I could go on for an hour as to why you may want to buy those watermelons anyway because the potential gain from the opportunity to sell is smaller than the potential loss of a minor amount of spoilage. You would need to look at the history of watermelon sales and the COGS vs. variations in sales within the salable time frame of watermelons. For one time period, you would be correct. Over months or years of watermelon sales you might sell those extra 10 more often than throw them away, making the loss worthwhile.

Years ago I worked at McDonald’s. Senior citizens were entitled to a free coffee with each visit, and we (as cashiers) always recorded it on the register, but you’d push the “promo” button to zero out the price. Same thing if someone was given free food for any reason (e.g. customer complaint): it was always entered on the register. Official coupon promotions that offered free or discounted food were handled with separate register programming.

Back in those days (1980s) McDonald’s restaurants kept a supply of ready-to-eat hot food in the “bin”, with timers so the bin manager knew when to discard old food. They’d always record how much food went in the trash. Bottom line, McDonald’s was pretty fastidious about keeping track of how much food they were giving away or throwing away. I think maybe the only losses they didn’t keep track of were when food items were accidentally dropped on the floor (before or after being prepped).

That’s a big part of buying/selling. Anytime you run out of something, you have to ask yourself how many sales you missed.

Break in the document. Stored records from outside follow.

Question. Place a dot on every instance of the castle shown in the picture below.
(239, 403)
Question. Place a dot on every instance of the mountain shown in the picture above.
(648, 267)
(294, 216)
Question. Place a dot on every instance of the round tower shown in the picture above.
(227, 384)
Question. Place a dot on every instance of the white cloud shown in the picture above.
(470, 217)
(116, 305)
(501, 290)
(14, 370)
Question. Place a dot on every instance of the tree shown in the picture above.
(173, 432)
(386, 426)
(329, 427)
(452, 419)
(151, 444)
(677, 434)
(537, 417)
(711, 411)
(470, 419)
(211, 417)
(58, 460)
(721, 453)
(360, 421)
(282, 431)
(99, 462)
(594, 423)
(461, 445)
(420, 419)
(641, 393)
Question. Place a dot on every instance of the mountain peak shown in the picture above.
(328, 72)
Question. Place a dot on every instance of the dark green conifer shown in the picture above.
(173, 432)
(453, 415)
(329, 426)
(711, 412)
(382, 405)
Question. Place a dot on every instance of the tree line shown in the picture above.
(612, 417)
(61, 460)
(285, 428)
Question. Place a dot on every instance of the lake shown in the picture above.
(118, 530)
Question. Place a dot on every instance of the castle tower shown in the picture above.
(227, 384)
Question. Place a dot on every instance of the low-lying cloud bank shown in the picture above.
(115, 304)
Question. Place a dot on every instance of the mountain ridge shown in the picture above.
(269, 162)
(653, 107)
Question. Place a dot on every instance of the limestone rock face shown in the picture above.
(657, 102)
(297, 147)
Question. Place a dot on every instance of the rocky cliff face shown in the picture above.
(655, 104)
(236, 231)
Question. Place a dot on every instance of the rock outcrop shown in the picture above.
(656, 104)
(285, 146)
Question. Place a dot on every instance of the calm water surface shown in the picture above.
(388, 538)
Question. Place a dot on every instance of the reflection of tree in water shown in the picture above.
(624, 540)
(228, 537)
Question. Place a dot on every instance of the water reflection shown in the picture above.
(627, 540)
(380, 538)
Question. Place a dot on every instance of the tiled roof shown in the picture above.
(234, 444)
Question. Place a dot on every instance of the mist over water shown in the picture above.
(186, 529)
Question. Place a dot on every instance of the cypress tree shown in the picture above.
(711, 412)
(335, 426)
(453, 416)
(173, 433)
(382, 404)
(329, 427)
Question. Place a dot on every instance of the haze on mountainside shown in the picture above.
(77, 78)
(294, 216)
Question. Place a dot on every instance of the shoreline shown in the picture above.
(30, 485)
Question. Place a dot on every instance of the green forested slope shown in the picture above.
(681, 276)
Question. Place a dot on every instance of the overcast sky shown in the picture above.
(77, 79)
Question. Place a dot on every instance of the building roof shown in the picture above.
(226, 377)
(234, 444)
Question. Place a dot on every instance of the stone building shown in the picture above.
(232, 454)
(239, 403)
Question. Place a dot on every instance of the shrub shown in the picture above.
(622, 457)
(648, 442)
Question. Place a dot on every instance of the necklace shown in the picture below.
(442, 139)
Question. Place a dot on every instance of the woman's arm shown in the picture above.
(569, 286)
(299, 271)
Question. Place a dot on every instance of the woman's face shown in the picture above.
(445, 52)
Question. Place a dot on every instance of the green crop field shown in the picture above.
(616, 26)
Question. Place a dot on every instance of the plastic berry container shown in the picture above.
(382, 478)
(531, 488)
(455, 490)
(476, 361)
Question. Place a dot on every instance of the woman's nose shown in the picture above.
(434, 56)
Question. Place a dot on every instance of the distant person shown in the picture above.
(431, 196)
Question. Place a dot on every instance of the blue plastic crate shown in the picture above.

In the watermelon example, what they should be doing is buying 100 watermelons and figuring the price as if they bought 88 (to account for 12 not being sold based on historical data). So instead of saying that they each cost $1.00, you figure they each cost $1.15 and sell them for $5.75 instead of $5.00.
Doing that brings the profit to $406. In the original example with the original prices, the profit would have been $400 if all 100 were sold.
Now, with our new prices, if we sell the rest it’s an extra $70 on top of everything else.
Of course, this doesn’t take into consideration that you’ll lose some sales to the other farmer that’s selling them for $4.00.